Use check_plain() any time you have text that you don’t trust and in which you do not want any markup.

Here is a naïve way of using user input, assuming the user has just entered a favorite color in a text field. The following code is insecure:

drupal_set_message("Your favorite color is $color!"); // No input checking!

The following is secure but bad coding practice:

drupal_set_message('Your favorite color is ' . check_plain($color));

This is bad code because we have a text string (namely the implicit result of the check_plain() function), but it isn’t inside the t() function, which should always be used for text strings. If you write code like the preceding, be prepared for complaints from angry translators, who will be unable to translate your phrase because it doesn’t pass through t().

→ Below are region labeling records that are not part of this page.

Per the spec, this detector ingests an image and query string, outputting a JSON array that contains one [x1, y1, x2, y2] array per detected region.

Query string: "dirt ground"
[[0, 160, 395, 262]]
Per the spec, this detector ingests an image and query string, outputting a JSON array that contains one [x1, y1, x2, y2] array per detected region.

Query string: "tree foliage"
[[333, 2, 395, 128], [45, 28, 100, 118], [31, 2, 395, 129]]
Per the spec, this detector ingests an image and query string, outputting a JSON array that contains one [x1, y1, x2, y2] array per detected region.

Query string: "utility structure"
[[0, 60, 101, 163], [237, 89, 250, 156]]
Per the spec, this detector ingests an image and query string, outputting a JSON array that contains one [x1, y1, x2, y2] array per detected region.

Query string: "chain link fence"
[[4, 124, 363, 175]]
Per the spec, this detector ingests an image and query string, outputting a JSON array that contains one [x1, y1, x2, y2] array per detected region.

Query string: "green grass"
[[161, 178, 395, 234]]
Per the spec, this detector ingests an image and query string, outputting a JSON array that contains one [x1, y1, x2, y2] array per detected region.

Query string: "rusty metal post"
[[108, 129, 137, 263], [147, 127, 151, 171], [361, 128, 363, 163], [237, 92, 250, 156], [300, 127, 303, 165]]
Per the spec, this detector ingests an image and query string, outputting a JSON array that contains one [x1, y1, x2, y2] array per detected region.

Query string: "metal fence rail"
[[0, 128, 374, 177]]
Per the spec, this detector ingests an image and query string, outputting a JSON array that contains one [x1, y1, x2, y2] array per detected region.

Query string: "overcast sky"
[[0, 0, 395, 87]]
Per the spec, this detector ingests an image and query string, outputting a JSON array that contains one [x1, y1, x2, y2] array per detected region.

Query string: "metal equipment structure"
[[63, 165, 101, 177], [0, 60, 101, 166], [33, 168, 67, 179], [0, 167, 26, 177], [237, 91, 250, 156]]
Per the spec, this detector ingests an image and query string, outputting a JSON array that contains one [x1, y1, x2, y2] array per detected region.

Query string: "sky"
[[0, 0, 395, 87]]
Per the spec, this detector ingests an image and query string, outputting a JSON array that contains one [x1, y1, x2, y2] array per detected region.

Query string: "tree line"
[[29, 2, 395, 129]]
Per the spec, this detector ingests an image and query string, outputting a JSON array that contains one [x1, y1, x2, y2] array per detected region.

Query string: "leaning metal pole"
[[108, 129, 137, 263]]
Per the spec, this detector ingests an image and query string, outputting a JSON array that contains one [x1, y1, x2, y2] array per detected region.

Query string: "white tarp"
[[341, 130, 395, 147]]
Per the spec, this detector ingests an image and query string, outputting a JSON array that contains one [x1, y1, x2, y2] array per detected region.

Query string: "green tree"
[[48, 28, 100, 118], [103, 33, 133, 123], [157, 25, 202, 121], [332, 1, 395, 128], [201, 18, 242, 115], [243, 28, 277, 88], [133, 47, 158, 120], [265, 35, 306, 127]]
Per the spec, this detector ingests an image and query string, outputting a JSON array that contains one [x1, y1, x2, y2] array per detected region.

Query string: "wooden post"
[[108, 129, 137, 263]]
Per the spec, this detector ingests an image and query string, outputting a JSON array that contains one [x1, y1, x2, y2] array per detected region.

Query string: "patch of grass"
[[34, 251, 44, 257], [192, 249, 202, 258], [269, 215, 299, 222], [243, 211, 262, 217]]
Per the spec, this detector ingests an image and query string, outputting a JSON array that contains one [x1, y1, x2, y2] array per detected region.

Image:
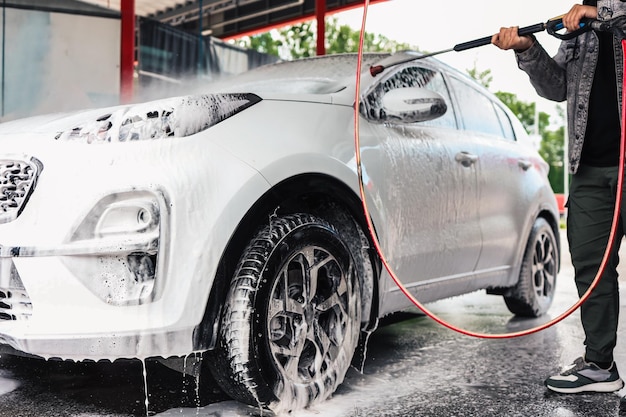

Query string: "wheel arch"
[[192, 174, 381, 350]]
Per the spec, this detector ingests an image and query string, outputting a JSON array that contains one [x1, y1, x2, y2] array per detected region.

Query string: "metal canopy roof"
[[82, 0, 378, 38]]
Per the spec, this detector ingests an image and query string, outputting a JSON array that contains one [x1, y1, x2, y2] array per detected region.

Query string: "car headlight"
[[56, 94, 261, 143]]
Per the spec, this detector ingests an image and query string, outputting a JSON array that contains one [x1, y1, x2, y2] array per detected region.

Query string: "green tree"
[[539, 126, 565, 194], [236, 18, 417, 59]]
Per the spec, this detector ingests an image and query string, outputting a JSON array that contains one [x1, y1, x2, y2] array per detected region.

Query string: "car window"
[[452, 78, 503, 136], [363, 66, 457, 129], [494, 104, 515, 140]]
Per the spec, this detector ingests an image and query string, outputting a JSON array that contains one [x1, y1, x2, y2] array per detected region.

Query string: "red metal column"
[[315, 0, 326, 56], [120, 0, 135, 103]]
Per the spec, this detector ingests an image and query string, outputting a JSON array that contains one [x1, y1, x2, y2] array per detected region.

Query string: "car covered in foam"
[[0, 52, 559, 409]]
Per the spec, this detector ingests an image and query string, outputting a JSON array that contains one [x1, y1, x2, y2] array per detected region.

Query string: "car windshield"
[[211, 54, 387, 94]]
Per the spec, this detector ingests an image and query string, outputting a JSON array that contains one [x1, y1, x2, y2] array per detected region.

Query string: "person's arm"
[[491, 4, 598, 52]]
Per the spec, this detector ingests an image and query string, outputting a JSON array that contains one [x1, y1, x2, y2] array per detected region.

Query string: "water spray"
[[354, 0, 626, 339]]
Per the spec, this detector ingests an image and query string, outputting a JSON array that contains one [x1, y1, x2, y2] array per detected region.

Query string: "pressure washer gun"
[[370, 16, 626, 77]]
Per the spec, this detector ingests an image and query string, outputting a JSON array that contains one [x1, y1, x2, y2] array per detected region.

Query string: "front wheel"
[[212, 214, 361, 411], [504, 218, 559, 317]]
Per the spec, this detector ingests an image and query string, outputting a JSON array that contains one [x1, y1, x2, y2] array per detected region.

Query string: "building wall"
[[0, 0, 120, 121]]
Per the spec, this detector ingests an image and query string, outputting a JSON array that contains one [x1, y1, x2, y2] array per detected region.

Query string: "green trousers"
[[567, 166, 626, 362]]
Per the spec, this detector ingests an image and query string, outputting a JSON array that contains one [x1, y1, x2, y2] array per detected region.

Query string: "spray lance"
[[354, 10, 626, 338], [370, 16, 626, 77]]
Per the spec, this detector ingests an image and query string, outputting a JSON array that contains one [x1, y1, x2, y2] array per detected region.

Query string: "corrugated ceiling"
[[78, 0, 185, 16]]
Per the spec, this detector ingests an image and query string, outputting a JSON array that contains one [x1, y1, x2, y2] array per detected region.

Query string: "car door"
[[452, 78, 541, 286], [360, 65, 481, 305]]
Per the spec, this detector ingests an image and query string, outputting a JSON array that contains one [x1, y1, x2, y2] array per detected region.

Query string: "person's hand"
[[562, 4, 598, 32], [491, 26, 534, 51]]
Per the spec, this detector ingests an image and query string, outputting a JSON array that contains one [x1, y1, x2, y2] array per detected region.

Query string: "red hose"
[[354, 0, 626, 339]]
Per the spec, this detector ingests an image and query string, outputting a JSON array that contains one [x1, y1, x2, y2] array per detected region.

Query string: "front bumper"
[[0, 131, 268, 361]]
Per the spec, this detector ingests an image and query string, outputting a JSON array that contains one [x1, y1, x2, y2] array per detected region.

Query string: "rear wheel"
[[504, 218, 559, 317], [207, 214, 361, 411]]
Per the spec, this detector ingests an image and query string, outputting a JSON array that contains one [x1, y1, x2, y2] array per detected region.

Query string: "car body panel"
[[0, 52, 558, 360]]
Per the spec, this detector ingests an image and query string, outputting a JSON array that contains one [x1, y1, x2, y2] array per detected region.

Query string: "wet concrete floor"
[[0, 229, 626, 417]]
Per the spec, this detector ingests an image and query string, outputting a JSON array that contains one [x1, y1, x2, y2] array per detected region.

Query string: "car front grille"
[[0, 258, 33, 322], [0, 157, 43, 223]]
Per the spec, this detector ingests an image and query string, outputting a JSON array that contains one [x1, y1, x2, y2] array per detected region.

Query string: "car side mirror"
[[382, 87, 448, 123]]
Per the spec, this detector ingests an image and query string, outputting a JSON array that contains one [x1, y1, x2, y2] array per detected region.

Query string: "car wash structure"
[[0, 0, 385, 121]]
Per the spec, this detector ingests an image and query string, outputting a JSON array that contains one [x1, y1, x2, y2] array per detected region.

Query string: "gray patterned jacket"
[[515, 0, 626, 174]]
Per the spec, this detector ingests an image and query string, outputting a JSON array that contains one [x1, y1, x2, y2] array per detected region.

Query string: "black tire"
[[211, 214, 361, 411], [504, 218, 559, 317]]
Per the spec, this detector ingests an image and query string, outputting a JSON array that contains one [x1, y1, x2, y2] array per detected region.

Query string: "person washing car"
[[491, 0, 626, 393]]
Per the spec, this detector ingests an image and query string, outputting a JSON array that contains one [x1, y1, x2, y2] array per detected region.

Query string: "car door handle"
[[454, 151, 478, 168], [517, 159, 533, 171]]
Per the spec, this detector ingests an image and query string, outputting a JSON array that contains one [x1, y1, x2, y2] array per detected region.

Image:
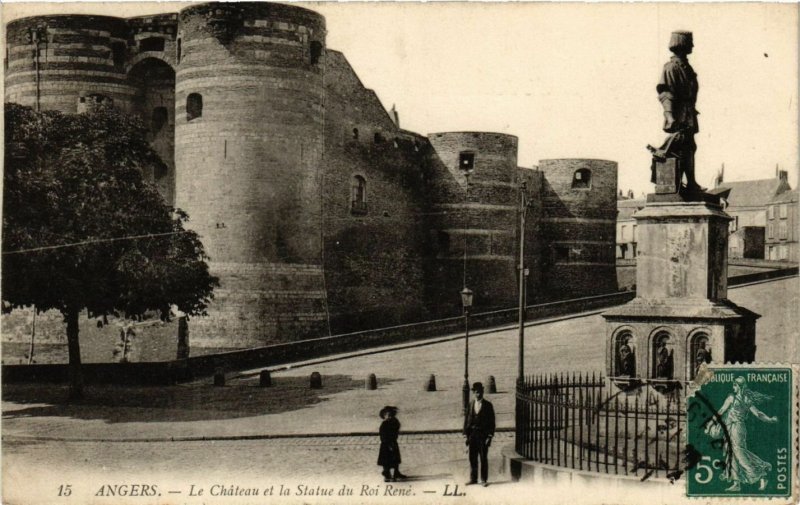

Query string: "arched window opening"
[[572, 168, 592, 189], [139, 37, 164, 52], [436, 231, 450, 254], [651, 331, 675, 381], [458, 151, 475, 172], [111, 42, 127, 67], [311, 40, 322, 65], [687, 333, 711, 379], [150, 107, 169, 134], [186, 93, 203, 121], [614, 331, 636, 378], [350, 175, 367, 215]]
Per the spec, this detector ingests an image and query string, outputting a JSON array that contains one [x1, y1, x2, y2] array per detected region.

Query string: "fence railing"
[[516, 374, 686, 479]]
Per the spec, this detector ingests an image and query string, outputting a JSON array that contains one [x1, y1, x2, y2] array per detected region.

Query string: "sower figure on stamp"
[[648, 31, 705, 193], [706, 377, 778, 491], [378, 405, 406, 482], [464, 382, 495, 486]]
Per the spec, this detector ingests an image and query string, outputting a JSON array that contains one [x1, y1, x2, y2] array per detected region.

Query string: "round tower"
[[175, 2, 326, 348], [539, 159, 617, 299], [429, 132, 519, 309], [5, 15, 134, 113]]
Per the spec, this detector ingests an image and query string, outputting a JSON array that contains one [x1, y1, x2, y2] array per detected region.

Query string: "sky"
[[3, 2, 800, 196]]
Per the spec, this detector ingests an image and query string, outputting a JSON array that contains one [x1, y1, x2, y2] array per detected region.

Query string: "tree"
[[2, 104, 219, 398]]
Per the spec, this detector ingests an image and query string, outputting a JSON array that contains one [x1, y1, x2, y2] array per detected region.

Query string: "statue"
[[656, 341, 672, 380], [647, 31, 705, 193], [617, 342, 636, 377]]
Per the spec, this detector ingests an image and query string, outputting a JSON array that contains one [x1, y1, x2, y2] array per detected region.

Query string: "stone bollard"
[[486, 375, 497, 395], [258, 370, 272, 388], [214, 368, 225, 387], [425, 374, 436, 392]]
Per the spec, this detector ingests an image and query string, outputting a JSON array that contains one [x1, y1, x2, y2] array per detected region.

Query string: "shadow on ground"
[[3, 375, 400, 423]]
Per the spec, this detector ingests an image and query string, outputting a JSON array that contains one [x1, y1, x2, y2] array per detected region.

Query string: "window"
[[150, 107, 169, 134], [686, 333, 711, 379], [572, 168, 592, 189], [436, 231, 450, 254], [350, 175, 367, 215], [186, 93, 203, 121], [458, 151, 475, 172], [111, 42, 127, 67], [310, 40, 322, 65], [139, 37, 164, 52]]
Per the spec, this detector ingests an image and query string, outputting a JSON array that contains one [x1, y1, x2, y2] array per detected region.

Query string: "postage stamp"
[[686, 365, 798, 498]]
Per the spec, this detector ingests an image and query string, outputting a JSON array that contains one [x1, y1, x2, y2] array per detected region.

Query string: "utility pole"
[[517, 181, 527, 382]]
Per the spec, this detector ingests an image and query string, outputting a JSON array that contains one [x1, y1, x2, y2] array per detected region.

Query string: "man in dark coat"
[[378, 405, 406, 482], [464, 382, 494, 486]]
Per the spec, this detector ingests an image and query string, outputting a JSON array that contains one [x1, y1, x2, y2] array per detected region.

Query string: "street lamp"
[[461, 286, 472, 416]]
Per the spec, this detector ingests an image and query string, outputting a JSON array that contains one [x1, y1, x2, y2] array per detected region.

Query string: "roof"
[[617, 200, 645, 220], [709, 178, 789, 207], [769, 189, 798, 203]]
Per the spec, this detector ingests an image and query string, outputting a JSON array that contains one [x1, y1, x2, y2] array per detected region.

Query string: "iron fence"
[[516, 374, 686, 479]]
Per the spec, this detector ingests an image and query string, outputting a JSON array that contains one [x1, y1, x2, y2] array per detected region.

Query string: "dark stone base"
[[647, 188, 720, 205]]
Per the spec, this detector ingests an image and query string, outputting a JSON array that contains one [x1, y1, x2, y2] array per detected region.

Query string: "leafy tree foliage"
[[2, 104, 218, 397]]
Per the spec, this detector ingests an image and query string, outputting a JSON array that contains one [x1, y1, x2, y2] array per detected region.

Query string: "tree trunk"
[[64, 308, 83, 400]]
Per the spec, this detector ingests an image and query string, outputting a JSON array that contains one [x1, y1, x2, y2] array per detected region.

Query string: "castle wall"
[[539, 159, 617, 299], [175, 3, 327, 348], [323, 51, 428, 333], [4, 2, 616, 358], [428, 132, 519, 315], [5, 16, 134, 113]]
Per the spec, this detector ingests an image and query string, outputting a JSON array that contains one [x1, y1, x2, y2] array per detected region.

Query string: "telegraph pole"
[[517, 181, 527, 382]]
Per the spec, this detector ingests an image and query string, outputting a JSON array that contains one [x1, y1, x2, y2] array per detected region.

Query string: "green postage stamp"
[[686, 364, 798, 502]]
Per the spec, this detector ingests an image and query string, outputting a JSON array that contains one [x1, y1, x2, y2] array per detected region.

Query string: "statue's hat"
[[669, 30, 694, 51]]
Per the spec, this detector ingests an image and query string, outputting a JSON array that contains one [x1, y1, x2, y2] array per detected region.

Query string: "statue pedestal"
[[603, 195, 759, 384]]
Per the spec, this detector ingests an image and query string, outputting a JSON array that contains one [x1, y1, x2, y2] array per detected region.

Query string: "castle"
[[5, 2, 617, 351]]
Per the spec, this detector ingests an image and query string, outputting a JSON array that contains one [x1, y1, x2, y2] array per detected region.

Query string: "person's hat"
[[378, 405, 397, 419], [669, 30, 693, 51]]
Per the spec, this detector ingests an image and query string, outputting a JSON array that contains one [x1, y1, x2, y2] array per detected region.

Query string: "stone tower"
[[175, 2, 327, 348]]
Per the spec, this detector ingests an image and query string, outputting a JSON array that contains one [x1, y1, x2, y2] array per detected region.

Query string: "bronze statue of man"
[[656, 31, 704, 192]]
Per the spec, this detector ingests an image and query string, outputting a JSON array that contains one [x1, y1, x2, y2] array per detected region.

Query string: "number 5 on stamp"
[[686, 365, 797, 498]]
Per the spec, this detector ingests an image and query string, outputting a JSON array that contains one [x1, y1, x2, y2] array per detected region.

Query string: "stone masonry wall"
[[428, 132, 519, 315], [539, 159, 617, 299], [323, 51, 429, 334]]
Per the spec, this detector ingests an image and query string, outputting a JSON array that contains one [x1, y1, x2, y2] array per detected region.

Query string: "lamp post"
[[461, 286, 472, 416]]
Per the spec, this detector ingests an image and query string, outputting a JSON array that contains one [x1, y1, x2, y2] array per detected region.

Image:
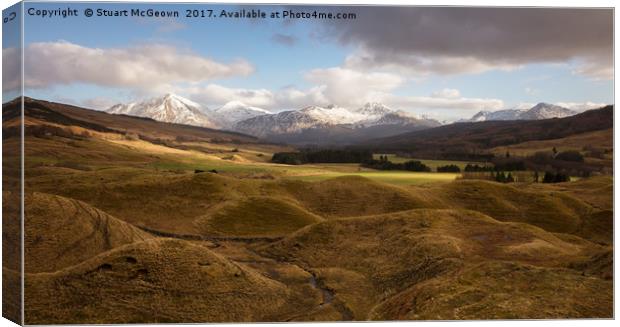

You cannot just place variables inside double quotes and give them to t(). The following code is still insecure because no placeholder is being used:

drupal_set_message(t("Your favorite color is $color!")); // No input checking!

The t() function provides a built-in way of making your strings secure by using a placeholding token with a one-character prefix, as follows.

The following is secure and in good form:

drupal_set_message(t('Your favorite color is @color', array('@color' => $color)));

Note that the key in the array (@color) is the same as the replacement token in the string. This results in a message like the following:

Your favorite color is brown.

The @ prefix tells t() to run the value that is replacing the token through check_plain().

■ Note When running a translation of Drupal, the token is run through check_plain(), but the translated string is not. So you need to trust your translators.

In this case, we probably want to emphasize the user’s choice of color by changing the style of the color value. This is done using the % prefix, which means “execute -theme('placeholder', $value) on the value.” This passes the value through check_plain() indirectly, as shown in Figure 21-1. The % prefix is the most commonly used prefix.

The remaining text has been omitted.